俺は体勢を崩して、バグゥルバチの巣から遠ざかるように10メートルほど横に跳んで地面を転がる。
だが、ブルボックはバグゥルバチの巣の上を通過してしまう。
俺を見失ったブルボックが立ち止まり、キョロキョロするが、そこは危険地帯だ。俺を見つけるよりも、ブルボックが大量のバグゥルバチに包囲される方が早かった。
俺は、地面を転がったダメージも気にする余裕が無く、急いで立ち上がると、全力で走ってバグゥルバチの巣から懸命に遠ざかる。仲間たちも俺の前を走って逃げている。さすがにみんな、逃げるのに慣れている。見事な逃げっぷりだ。
俺たちの後方で「ブオォォォォォォォォ!!」と、ブルボックの叫ぶ声が轟いた。チラリと背後を見ると、黄色い雲に包まれたブルボックが、走って遠ざかっていくのが見えた。

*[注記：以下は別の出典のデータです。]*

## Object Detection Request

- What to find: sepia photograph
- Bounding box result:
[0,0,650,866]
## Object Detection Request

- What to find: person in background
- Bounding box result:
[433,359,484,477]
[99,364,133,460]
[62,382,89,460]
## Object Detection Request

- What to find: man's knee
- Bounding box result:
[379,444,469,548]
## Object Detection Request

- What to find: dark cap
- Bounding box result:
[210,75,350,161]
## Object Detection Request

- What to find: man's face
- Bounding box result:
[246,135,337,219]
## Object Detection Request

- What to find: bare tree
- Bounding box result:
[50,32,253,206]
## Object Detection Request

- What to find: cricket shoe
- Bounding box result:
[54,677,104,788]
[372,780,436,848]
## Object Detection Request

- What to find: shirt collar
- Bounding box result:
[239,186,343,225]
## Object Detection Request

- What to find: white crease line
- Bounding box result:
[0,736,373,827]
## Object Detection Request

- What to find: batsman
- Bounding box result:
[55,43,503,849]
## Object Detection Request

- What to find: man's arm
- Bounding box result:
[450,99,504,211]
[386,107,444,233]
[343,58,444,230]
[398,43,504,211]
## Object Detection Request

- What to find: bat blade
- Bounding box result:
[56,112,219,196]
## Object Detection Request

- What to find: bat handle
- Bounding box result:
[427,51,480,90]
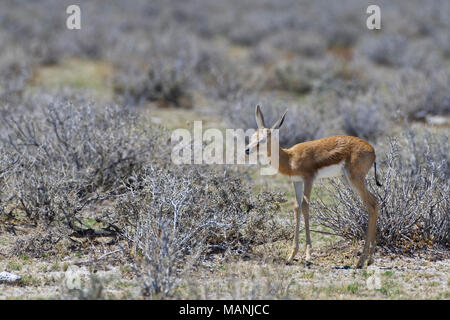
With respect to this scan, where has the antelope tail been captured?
[373,162,383,187]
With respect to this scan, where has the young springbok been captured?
[245,105,381,268]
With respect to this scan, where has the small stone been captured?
[0,271,21,283]
[366,274,381,290]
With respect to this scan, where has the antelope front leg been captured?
[286,207,300,264]
[286,182,303,264]
[302,179,313,265]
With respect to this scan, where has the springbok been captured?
[245,105,381,268]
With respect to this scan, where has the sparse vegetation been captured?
[0,0,450,299]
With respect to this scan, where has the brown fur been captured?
[279,136,375,178]
[250,106,380,268]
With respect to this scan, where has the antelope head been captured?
[245,105,287,156]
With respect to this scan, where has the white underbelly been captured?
[316,162,344,179]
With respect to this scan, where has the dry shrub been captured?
[2,97,163,225]
[108,166,287,297]
[313,131,450,252]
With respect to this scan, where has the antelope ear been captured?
[255,104,266,129]
[272,110,287,129]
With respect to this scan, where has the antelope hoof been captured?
[356,256,366,269]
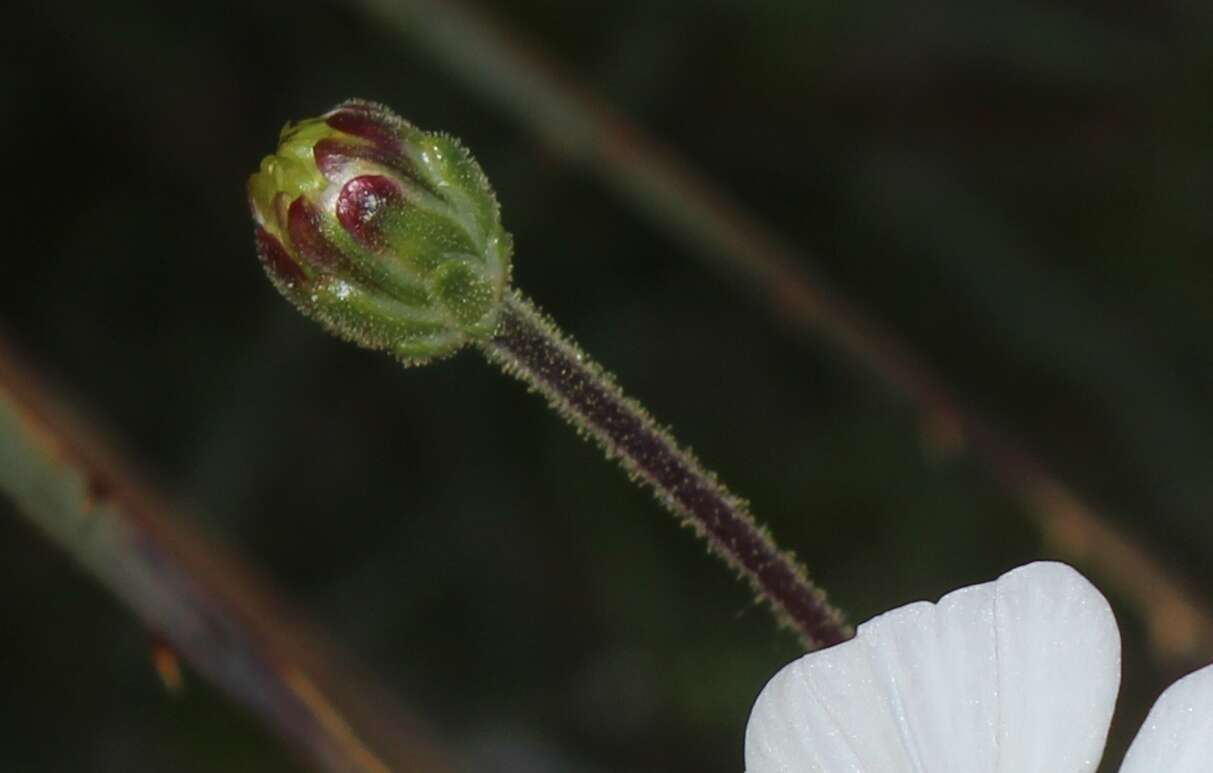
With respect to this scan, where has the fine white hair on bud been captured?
[249,101,512,364]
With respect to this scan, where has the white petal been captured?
[1121,666,1213,773]
[746,563,1120,773]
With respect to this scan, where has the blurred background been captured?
[0,0,1213,773]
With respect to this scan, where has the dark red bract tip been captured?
[337,175,404,248]
[326,106,400,154]
[257,226,307,284]
[286,197,342,268]
[312,137,397,180]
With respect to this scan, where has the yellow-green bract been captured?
[249,101,512,364]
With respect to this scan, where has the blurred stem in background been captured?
[0,340,454,773]
[355,0,1213,663]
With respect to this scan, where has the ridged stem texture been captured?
[480,291,852,649]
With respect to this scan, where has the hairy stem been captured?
[351,0,1213,666]
[482,291,852,649]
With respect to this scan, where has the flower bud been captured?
[249,101,512,364]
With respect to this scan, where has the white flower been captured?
[746,563,1213,773]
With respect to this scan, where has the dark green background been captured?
[0,0,1213,772]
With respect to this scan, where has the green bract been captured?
[249,102,512,364]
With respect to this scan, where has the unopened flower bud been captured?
[249,102,512,363]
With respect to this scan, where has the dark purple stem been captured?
[483,294,852,649]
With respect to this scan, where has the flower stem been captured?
[480,291,852,649]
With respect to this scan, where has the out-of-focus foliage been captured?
[0,0,1213,773]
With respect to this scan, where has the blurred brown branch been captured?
[0,340,450,772]
[346,0,1213,660]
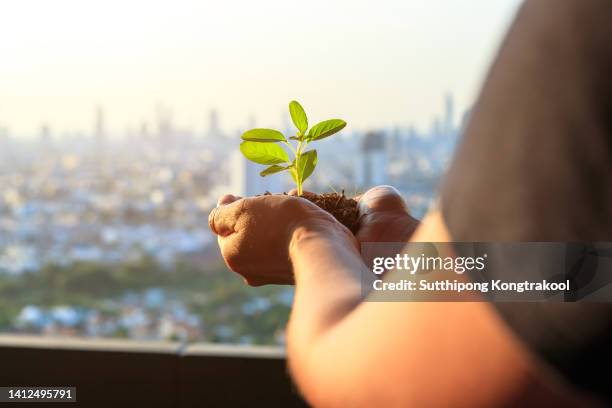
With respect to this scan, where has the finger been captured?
[357,186,408,214]
[217,194,242,207]
[208,198,246,237]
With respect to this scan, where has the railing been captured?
[0,335,306,407]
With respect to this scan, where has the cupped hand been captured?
[355,186,419,243]
[208,195,350,286]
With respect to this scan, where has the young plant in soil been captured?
[240,101,358,233]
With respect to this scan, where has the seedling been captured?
[240,101,346,196]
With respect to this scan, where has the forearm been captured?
[289,227,367,349]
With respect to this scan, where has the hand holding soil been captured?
[209,186,418,286]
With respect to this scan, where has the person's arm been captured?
[288,213,571,407]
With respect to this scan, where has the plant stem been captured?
[295,140,302,196]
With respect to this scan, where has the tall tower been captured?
[443,92,455,136]
[94,105,106,144]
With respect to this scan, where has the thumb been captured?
[357,186,410,215]
[208,196,246,237]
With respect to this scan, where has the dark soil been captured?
[264,190,359,234]
[302,191,359,234]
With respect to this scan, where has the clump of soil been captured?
[264,190,359,234]
[302,190,359,234]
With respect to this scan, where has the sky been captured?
[0,0,519,136]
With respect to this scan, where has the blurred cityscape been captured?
[0,95,467,344]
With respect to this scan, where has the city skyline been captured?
[0,92,470,140]
[0,0,519,136]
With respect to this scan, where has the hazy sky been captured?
[0,0,519,134]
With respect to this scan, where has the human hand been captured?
[355,186,419,243]
[208,195,350,286]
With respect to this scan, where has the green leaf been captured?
[289,101,308,133]
[240,141,289,164]
[259,164,288,177]
[242,129,287,143]
[295,150,317,183]
[308,119,346,141]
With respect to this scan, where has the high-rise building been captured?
[443,92,455,136]
[354,132,389,188]
[94,105,106,143]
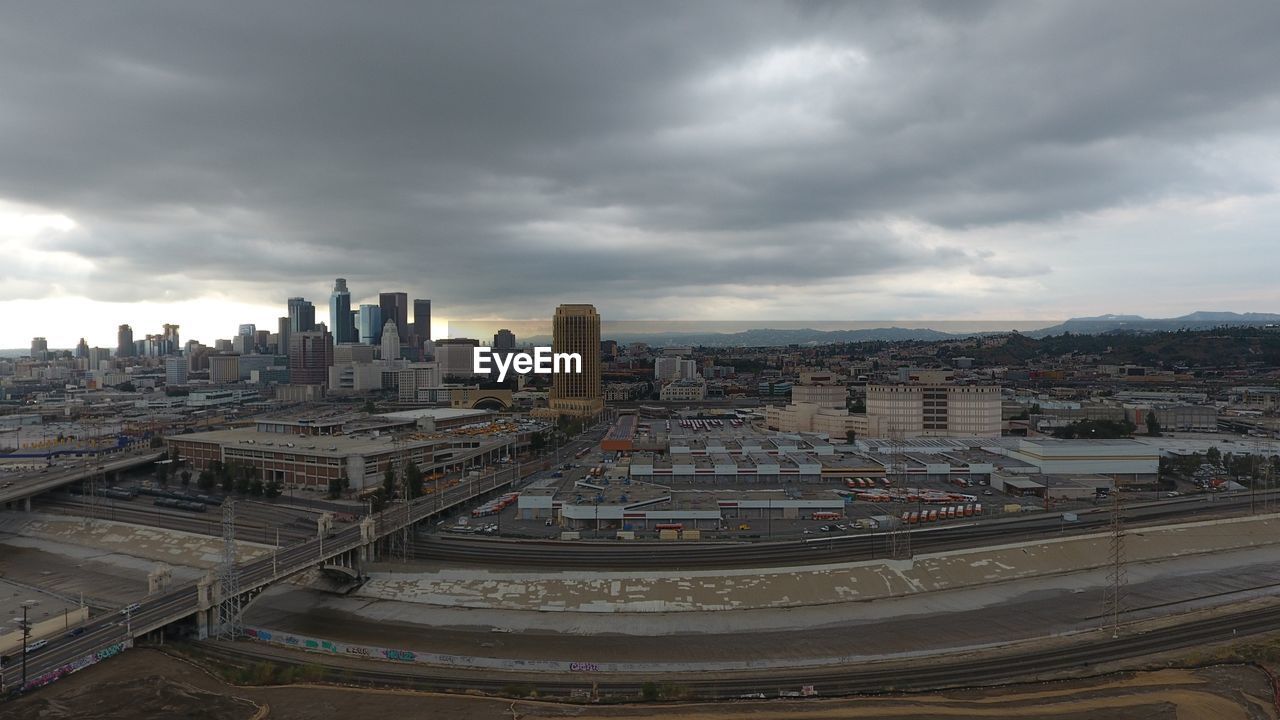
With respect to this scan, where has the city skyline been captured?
[0,3,1280,347]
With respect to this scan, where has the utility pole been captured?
[14,600,38,691]
[218,498,243,641]
[1103,488,1125,638]
[886,425,911,560]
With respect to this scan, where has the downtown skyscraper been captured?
[329,278,358,345]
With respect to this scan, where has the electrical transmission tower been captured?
[1102,488,1125,638]
[218,498,243,641]
[886,425,911,560]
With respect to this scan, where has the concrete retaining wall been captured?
[353,515,1280,612]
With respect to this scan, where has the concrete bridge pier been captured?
[196,574,214,641]
[360,516,378,575]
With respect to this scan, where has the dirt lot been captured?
[0,650,1277,720]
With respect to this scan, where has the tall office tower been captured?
[413,300,431,355]
[383,319,399,360]
[435,337,480,378]
[232,323,257,355]
[289,297,316,333]
[378,292,408,342]
[209,352,239,383]
[490,328,516,368]
[548,304,604,418]
[115,325,133,357]
[329,278,356,343]
[160,323,182,355]
[356,305,383,345]
[164,355,187,386]
[275,316,289,355]
[88,347,111,370]
[289,331,333,386]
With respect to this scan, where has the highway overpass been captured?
[0,447,165,510]
[0,456,535,691]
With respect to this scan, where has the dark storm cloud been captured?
[0,1,1280,314]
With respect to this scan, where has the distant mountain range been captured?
[1023,311,1280,337]
[10,311,1280,357]
[524,311,1280,347]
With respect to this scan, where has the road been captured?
[0,460,535,688]
[192,597,1280,698]
[0,447,164,505]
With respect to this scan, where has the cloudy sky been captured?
[0,0,1280,347]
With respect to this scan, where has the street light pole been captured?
[18,600,36,691]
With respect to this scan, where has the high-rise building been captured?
[164,355,187,386]
[115,325,133,357]
[275,316,289,355]
[88,347,111,370]
[356,305,383,345]
[381,318,401,360]
[413,300,431,355]
[208,352,239,383]
[378,292,408,342]
[289,331,333,386]
[160,323,182,355]
[329,278,357,345]
[435,337,480,377]
[548,304,604,418]
[289,297,316,333]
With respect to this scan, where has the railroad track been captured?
[410,491,1249,570]
[186,597,1280,698]
[41,496,315,544]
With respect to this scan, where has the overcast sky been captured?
[0,0,1280,347]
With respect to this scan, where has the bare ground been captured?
[0,648,1277,720]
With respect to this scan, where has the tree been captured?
[383,462,396,500]
[404,462,422,498]
[1147,410,1160,437]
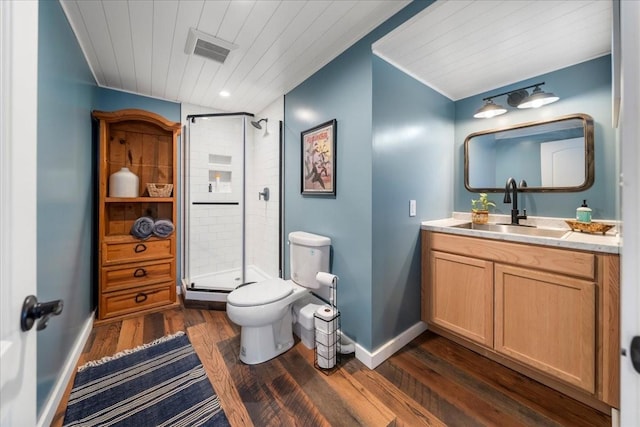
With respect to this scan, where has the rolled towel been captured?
[153,219,174,237]
[131,216,154,240]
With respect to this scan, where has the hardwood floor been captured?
[52,307,611,427]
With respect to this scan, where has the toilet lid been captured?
[227,279,293,307]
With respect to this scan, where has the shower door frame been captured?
[180,112,284,301]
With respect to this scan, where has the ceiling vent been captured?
[184,28,238,64]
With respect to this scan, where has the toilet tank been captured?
[289,231,331,289]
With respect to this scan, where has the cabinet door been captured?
[429,251,493,347]
[495,264,596,393]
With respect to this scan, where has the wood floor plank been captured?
[406,340,559,426]
[202,310,240,341]
[83,322,122,363]
[187,323,253,426]
[52,307,611,427]
[280,345,370,427]
[162,307,186,335]
[320,369,396,426]
[391,350,528,426]
[353,369,445,427]
[375,359,483,427]
[116,317,145,352]
[267,372,331,427]
[415,334,611,426]
[218,338,283,426]
[142,312,167,343]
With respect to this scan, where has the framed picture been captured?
[301,119,337,196]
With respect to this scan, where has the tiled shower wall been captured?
[182,99,284,277]
[246,100,284,277]
[187,116,244,278]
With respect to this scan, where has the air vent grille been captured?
[193,39,231,64]
[184,28,238,64]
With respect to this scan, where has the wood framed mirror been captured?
[464,114,595,193]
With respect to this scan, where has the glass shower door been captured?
[185,115,247,292]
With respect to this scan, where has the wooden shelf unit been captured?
[93,109,181,321]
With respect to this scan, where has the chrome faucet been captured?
[503,178,527,225]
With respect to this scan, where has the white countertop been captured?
[420,212,620,254]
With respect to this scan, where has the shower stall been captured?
[182,113,283,302]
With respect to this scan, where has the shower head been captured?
[251,119,269,129]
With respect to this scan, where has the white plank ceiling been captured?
[60,0,409,113]
[373,0,612,100]
[60,0,612,113]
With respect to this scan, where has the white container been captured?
[576,200,591,223]
[109,168,139,197]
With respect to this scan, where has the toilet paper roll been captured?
[313,306,337,334]
[316,343,337,359]
[316,271,338,288]
[318,356,336,369]
[316,330,337,346]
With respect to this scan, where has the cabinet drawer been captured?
[101,261,175,292]
[100,282,176,319]
[429,233,596,280]
[102,238,174,265]
[495,265,596,393]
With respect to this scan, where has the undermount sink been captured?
[452,222,569,238]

それからしばらく走って、ようやく俺たちは立ち止まって呼吸を整える。
「・・・・・・いやぁ。蜂はやべぇよ・・・・・・」
ファーンが肩で息をしながら言う。ゼエゼエ言いながらも、俺を横目で睨む。
「ああ。そうだな。スマン」
さすがに俺も息を整える必要がある。だが、ファーンは巣からかなり距離があったよな・・・・・・。
「ミル。大丈夫か?」
俺がミルに目をやると、ミルが頷く。
「精装衣(シユー・クミーズ)のおかげで無事だよぉ~」
精装衣とやらは、上下一体の下着だろう・・・・・・。腕とか擦り剥いてるじゃないか。だが、まあ、ハイエルフの誇りみたいなものらしいから黙っていよう。
俺たちは地面に座り込んでしまう。
ところが、突然地面が揺れたかと思うと、目の前に大きな壁のような物が出現する。
岩かと思っていた物が、地面からせり上がって来たのだ。
地面に転がる無数の岩と同じ、黒っぽくゴツゴツした背中を持ち、6本の太く短い足で立つ巨大な生き物。
首は短く、体に比しても大きな頭で鎧のように硬そうなエラが左右に張り出している。頭の真ん中に太く短い、それでいて鋭い角が生えている。
全長8メートル、全高3メートルといったところだろうか。そんな巨体が目の前に立ち上がったのだ。
俺たちは急いで立ち上がり、全員で勢いよく後退すると身構える。
「やばいぞ!竜種だ!!」
これが草食の竜種「リプリクス」か?!聞いていたサイズよりは一回り小さい。
「草食の竜種だとすれば、刺激しなければ大丈夫なはずだ。ゆっくり下がろう」
俺がそう言うと、全員がゆっくり下がろうとした。
しかし、後ろに気配が・・・・・・。振り返るとさっきのブルボックが俺たちを追って、また懲りずに戻ってきていた。
そして、地面の岩を、前足でガツガツ蹴って今にも突っ込んでくる構えだ。
「うそだろ・・・・・・」
ファーンが呟いた時、ブルボックが俺たちに向かって、勢いよく走り出していた。
「コイツバカかよ!!!全く懲りてねぇ~!!!」
ファーンが悪態をつきながら、大きく横に飛び退く。俺も、リラさんも、ミルも飛び退く。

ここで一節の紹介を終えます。